Robert Gonera zmagał się z poważnym życiowym kryzysem. Aktor niegdyś był na szczycie i mógł przebierać w propozycjach zawodowych. Skupiony na rozwoju kariery Robert Gonera zaniedbywał swoją rodzinę, w tym drugą żonę, Karolinę Wolską, którą poślubił w 2003 roku. Z czasem jednak jego zawodowa przyszłość stanęła pod znakiem zapytania. Robert Gonera nie zawsze wywiązywał się z obowiązków, przez co stracił rolę z "M jak miłość".
Skandal, który wybuchł w czasie, gdy aktor pracował nad serialem "Determinator", sprawił, że przez lata nie otrzymywał niemal żadnych propozycji zawodowych. Jego drugie małżeństwo nie przetrwało próby czasu, a krótko przed rozwodem Gonera stracił ojca.
Robert Gonera opowiedział o załamaniu nerwowym
Kryzys wizerunkowy, brak propozycji pracy, a także poważne problemy prywatne sprawiły, że Robert Gonera zmagał się z załamaniem nerwowym. Jak opowiedział w rozmowie z "Twoim Stylem", w 2007 roku za namową rodziny zaczął szukać profesjonalnej pomocy.
- Zrobiłem to otwarcie, nie udawałem, że wyjechałem na Seszele. Naruszyłem społeczne tabu: wtedy niewiele osób, zwłaszcza mężczyzn, przyznawało się do problemów psychicznych. Mężczyzna i załamanie nerwowe - to był oksymoron - mówił aktor.
Robert Gonera opowiedział także, że gdy opowiedział o swoich problemach psychicznych, pojawiło się sporo informacji mijających się z prawdą. Aktor zaprzeczył, jakoby spał w samochodzie.

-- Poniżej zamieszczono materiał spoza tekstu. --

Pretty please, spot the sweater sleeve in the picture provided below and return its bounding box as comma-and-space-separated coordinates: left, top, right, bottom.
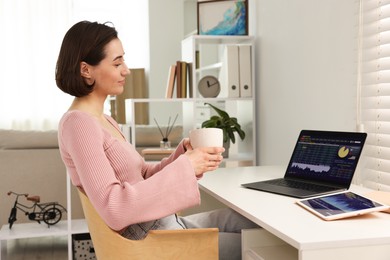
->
59, 113, 200, 230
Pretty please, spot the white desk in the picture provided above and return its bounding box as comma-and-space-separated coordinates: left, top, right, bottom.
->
199, 166, 390, 260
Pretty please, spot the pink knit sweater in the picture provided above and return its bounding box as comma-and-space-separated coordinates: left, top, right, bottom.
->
58, 110, 200, 231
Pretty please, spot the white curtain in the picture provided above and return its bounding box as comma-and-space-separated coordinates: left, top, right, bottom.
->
0, 0, 149, 130
358, 0, 390, 191
0, 0, 72, 129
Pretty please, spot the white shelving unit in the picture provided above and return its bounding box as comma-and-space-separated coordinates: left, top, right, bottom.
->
125, 35, 257, 166
0, 175, 89, 260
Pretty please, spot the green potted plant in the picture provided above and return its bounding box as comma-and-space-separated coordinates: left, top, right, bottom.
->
202, 103, 245, 157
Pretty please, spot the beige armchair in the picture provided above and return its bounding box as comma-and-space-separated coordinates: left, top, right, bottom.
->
79, 191, 218, 260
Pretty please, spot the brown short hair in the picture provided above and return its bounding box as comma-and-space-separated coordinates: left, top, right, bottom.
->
55, 21, 118, 97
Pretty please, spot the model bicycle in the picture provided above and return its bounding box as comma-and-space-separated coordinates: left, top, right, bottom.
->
7, 191, 66, 229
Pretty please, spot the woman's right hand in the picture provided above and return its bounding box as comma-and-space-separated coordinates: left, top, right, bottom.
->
184, 147, 225, 177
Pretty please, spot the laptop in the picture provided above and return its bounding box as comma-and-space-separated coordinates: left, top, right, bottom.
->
242, 130, 367, 198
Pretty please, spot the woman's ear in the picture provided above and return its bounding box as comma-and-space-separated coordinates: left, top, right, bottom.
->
80, 61, 91, 79
80, 61, 94, 85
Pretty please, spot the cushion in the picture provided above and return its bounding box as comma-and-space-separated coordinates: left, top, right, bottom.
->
0, 129, 58, 150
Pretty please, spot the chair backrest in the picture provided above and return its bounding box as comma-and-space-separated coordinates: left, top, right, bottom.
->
79, 190, 218, 260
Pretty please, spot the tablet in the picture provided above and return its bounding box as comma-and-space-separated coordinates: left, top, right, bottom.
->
297, 191, 390, 220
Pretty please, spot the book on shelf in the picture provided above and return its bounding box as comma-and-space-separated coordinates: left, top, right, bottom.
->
165, 61, 193, 98
165, 64, 176, 98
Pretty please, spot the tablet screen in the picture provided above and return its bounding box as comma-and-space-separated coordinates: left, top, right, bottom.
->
298, 191, 388, 220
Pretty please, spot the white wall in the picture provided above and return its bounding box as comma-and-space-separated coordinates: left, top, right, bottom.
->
148, 0, 184, 124
251, 0, 358, 165
149, 0, 358, 165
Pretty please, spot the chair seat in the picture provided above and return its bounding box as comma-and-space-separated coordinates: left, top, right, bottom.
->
79, 190, 218, 260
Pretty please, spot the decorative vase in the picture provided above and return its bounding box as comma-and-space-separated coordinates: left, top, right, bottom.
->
222, 141, 230, 158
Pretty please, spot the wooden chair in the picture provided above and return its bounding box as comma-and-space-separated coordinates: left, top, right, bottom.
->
79, 190, 218, 260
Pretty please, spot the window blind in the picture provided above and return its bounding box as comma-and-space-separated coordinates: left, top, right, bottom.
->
358, 0, 390, 191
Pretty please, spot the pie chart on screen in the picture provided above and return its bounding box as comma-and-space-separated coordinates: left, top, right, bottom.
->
338, 146, 349, 158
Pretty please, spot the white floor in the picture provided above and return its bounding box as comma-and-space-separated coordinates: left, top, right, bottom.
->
4, 236, 68, 260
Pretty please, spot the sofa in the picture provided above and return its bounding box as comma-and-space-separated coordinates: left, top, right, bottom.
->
0, 130, 84, 226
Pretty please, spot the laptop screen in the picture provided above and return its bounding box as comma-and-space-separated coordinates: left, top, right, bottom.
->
285, 130, 367, 188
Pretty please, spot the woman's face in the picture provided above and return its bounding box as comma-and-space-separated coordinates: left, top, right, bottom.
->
91, 39, 130, 95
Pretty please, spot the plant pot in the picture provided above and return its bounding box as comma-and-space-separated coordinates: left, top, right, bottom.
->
222, 141, 230, 158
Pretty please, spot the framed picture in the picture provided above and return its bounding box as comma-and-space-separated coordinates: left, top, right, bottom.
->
198, 0, 248, 35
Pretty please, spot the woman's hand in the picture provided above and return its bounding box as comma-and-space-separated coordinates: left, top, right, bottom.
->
184, 142, 225, 177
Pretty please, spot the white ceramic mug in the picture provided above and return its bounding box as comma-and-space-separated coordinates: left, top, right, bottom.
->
190, 128, 223, 149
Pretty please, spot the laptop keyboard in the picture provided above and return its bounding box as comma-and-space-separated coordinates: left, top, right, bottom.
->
266, 179, 334, 192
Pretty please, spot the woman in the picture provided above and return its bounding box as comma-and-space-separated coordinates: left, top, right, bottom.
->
56, 21, 255, 259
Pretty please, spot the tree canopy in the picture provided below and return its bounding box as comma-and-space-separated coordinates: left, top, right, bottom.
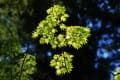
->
0, 0, 120, 80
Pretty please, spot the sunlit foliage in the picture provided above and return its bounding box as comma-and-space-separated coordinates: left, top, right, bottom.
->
50, 52, 73, 75
32, 5, 90, 75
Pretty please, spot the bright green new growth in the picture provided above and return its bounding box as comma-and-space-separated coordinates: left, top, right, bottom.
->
32, 5, 90, 75
50, 52, 73, 75
114, 68, 120, 80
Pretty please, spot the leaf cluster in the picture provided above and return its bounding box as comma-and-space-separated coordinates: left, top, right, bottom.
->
50, 52, 73, 75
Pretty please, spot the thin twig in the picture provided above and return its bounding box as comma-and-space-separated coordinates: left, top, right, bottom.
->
19, 54, 27, 80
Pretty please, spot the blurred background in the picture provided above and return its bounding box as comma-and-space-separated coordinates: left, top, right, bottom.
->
0, 0, 120, 80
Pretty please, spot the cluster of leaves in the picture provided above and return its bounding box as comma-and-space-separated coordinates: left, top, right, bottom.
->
32, 5, 90, 49
50, 52, 73, 75
114, 68, 120, 80
32, 5, 90, 75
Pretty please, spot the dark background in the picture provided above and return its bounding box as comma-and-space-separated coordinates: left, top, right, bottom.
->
0, 0, 120, 80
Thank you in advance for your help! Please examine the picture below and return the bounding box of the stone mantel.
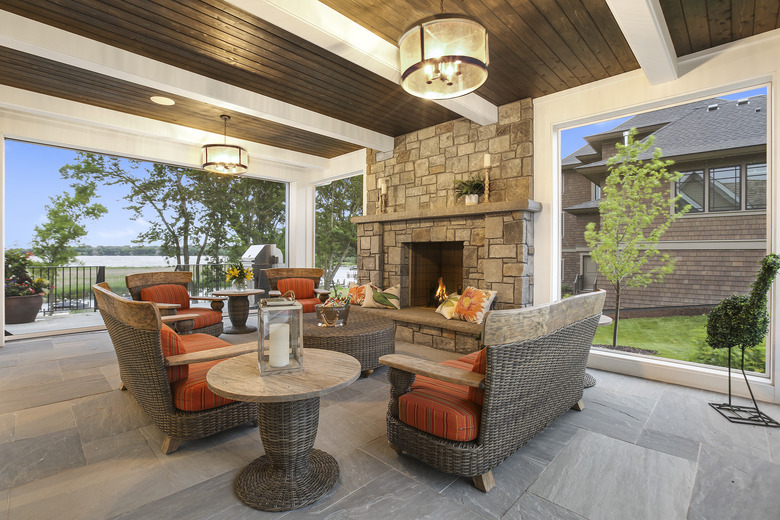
[350,199,542,224]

- Zapłaciłem ogromną cenę za przyznanie się do tego, że mam kłopoty. Nie tylko ja, również moje dzieci, które wtedy były w przedszkolu. Do dziś, choć jestem świetnie zorganizowany i staram się wzorowo wypełniać obowiązki, czasem słyszę jeszcze: "Gonera? No fajnie, ale czy on pojawi się na planie, bo podobno coś u niego nie halo"... - żalił się.
Robert Gonera nie ukrywa, że uczęszczał na długoterminową terapię. Jak wyznał w wywiadzie dla "Twojego Stylu", to agentka poleciła mu terapeutkę, która miała pomóc aktorowi w poradzeniu sobie z problemami, a tych nie brakowało.
- Przeżywałem kryzys, waliło się moje małżeństwo, miałem nadzieję, że dzięki terapii posklejam związek, uratuję rodzinę. Dopiero w jej trakcie zorientowałem się, że muszę... przede wszystkim uratować siebie - wspominał.
Robert Gonera wyznał, że choć od najgorszego momentu w jego życiu minęło sporo czasu, wciąż korzysta z usług specjalisty. "Mam kogoś, kto zauważy kolejny mój kryzys szybciej niż ja" - podsumował.